Queremos vê-los crescer e se tornarem adultos com autonomia, capazes de seguir a própria vida. Mas nem sempre isso acontece!
Para que o filho possa ter uma completa autonomia é preciso que ele tenha as condições de se sustentar, que seja capaz de angariar recursos suficientes para se manter.
Os cientistas do desenvolvimento consideram a entrada na vida adulta por volta dos 20 anos de idade, essa fase se encerra em torno dos 40 anos. Nesse período, a pessoa ingressa no mercado de trabalho, gera renda e se torna autônomo financeiramente.
No entanto, por diversos motivos, o que se vê é o aumento no número de filhos adultos que continuam precisando do dinheiro dos pais para suprir suas necessidades e desejos. Quando essa situação é esporádica, em um espaço de tempo muito bem definido, não há nenhum problema, uma vez que os pais podem ajudar. Porém, quando essa ajuda perdura, podemos estar atrapalhando o próprio desenvolvimento dos filhos, tornando-os dependentes financeiros.

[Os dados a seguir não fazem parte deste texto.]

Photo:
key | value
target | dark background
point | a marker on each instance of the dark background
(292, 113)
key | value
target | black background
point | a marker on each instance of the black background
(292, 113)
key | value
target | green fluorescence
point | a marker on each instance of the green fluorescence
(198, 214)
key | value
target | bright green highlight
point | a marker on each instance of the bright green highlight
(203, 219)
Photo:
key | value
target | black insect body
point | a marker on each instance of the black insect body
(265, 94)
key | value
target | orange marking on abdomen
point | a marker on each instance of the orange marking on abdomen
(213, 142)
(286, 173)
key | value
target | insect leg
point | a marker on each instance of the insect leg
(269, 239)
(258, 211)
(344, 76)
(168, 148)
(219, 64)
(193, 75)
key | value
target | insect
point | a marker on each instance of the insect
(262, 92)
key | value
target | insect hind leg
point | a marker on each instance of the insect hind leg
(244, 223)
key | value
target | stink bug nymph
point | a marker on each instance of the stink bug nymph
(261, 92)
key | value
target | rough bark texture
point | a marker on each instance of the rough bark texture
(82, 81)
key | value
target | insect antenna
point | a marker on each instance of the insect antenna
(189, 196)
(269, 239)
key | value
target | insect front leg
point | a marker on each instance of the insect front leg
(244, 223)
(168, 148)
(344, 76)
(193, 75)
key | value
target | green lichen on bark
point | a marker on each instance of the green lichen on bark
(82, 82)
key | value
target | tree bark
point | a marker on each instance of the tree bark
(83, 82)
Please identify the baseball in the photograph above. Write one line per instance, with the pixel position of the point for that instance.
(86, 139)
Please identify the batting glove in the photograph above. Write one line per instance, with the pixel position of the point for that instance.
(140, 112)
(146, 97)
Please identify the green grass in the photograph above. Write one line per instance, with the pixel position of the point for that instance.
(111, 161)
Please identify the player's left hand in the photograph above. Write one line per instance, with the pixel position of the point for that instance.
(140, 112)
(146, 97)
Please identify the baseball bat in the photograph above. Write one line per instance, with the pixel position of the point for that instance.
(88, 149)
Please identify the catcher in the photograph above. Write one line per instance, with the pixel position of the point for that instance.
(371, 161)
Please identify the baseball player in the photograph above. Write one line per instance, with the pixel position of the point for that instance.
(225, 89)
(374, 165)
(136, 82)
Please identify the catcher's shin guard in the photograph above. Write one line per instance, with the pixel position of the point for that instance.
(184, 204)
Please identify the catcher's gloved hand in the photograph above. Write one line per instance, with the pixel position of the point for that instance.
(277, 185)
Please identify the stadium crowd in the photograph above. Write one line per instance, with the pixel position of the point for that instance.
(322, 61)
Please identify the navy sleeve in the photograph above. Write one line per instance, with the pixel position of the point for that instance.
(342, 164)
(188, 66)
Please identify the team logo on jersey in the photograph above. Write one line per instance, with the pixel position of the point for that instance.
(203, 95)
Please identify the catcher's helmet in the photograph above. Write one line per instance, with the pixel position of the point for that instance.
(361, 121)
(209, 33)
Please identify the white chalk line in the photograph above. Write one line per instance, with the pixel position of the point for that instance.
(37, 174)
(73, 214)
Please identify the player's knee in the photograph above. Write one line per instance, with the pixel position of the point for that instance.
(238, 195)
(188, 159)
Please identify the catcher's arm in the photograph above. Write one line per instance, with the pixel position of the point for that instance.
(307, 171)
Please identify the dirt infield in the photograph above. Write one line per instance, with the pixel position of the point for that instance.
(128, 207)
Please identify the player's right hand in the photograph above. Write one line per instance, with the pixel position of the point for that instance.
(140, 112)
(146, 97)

E quando isso acontece, é necessário que os próprios pais encarem a difícil tarefa de analisarem o próprio comportamento. Afinal, a atitude dos genitores, por mais bem intencionada, cheia de amor e cuidado, pode gerar consequências negativas para a vida dos filhos.
Pontos para refletir
Para ajudar na reflexão, eis quatro pontos que podem estar na base do problema e funcionando como uma barreira que impede a evolução natural da autonomia. Esses pontos não abarcam todas as possibilidades, são apenas alguns possíveis caminhos.
Quando se olha para a verdade, por mais dolorosa ou difícil que seja, aumentam as chances de encontrar saídas. Negar o problema ou fazer de conta que tudo está bem, não vai resolver absolutamente nada.
Então, com o coração e mente abertos, reflita se algum destes pontos se aplica a você:
- Falta de limites: os pais podem ter dificuldade de colocar limites claros e bem definidos. Por vezes, temem que ao dizer não, o filho se ressinta e se afaste. Pode ser muito difícil para alguns pais lidar com a raiva que o filho sentirá ao ouvir uma “negativa”.
Outros pais podem ter dificuldade de dar limites aos filhos porque eles próprios não conseguem dizer “não” para si mesmos.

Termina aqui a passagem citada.